I'm… conflicted about this game. On the one hand, the actual moment-to-moment gameplay is better than it's ever been. It's fast and responsive, the weapon movesets have been streamlined in all the right ways, and the extra mobility you get from the wirebugs is transformative. You can zip all over the landscape, come crashing down on a monster's head, wrap it in wire then ride it straight into a wall. It genuinely makes previous entries in the series look slow and a bit cumbersome in comparison, and the sense of empowerment is huge. It's simplicity itself to find and jump into multiplayer sessions. Even the new Rampage system, a kind of chaotic multiplayer tower defence mode, is pretty fun.
Unfortunately what they've sacrificed in order to make this happen is, well, pretty much everything else. There's almost no Hunting left in this Monster Hunter game. That feeling of being the smallest thing in the ecosystem, of having to prepare meticulously for every hunt, of needing to know your opponent's habits inside-out to stand a chance, of just hanging on in a long and arduous fight… all gone. Now the monsters are marked on the map from the beginning, you can outrun them on your dog, all four players can zip about like Spider-Man and frankly the poor beasts don't stand a chance.
And that kind of means you don't need to engage with most of the game's other systems either. I don't think I used any inventory items at all apart from potions, antidotes and traps, throughout the entire game. Because I wasn't crafting inventory items, I didn't need to use the extra methods the game gives you of gathering materials, like the Argosy or the Meowcenaries. Because monsters typically went down in less than ten minutes, I didn't need to worry about Stamina. And because the fights were typically pretty easy, I hardly even needed to worry about weapon and armour upgrades: I created one Low Rank and one High Rank armour set focusing on attack and defence, and no more than a couple of weapons, and they saw me through the entire game. Even the amount of parts you need to create gear has been significantly decreased.
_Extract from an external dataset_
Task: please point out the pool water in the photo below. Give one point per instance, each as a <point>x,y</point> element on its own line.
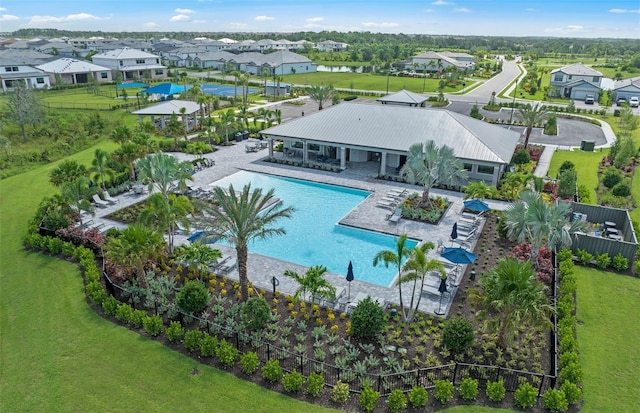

So that's really the entire heart of the thing ripped out. It's just become Monster Twatter, where you pick a monster from a menu, button-mash with three other players for ten minutes, then gather your loot. Don't get me wrong, that's really fun in small doses (as I said, the moment-to-moment gameplay is great) but without all the meta stuff to support it and give you reasons to replay monsters, it gets dull pretty fast. I was actively bored during the 7-star hunts - supposedly the game's hardest challenges - just slogging through them in order to get to the final boss. Previous games in the series have never been like that. And I've pretty much rinsed the game in significantly less than half the time I've spent on other Monster Hunter games.
It's not done, at least. Today brings the first major update with several new monsters and a bunch of other additions. Maybe if it gains a much more challenging endgame over time, it'll give people a reason to engage more with the content that's already there (though I fear, like with World, it'll just become an exercise in beating the same handful of Elder Dragons over and over to get the "best" gear). I'm not sure I'll be back though, at least not until an expansion drops.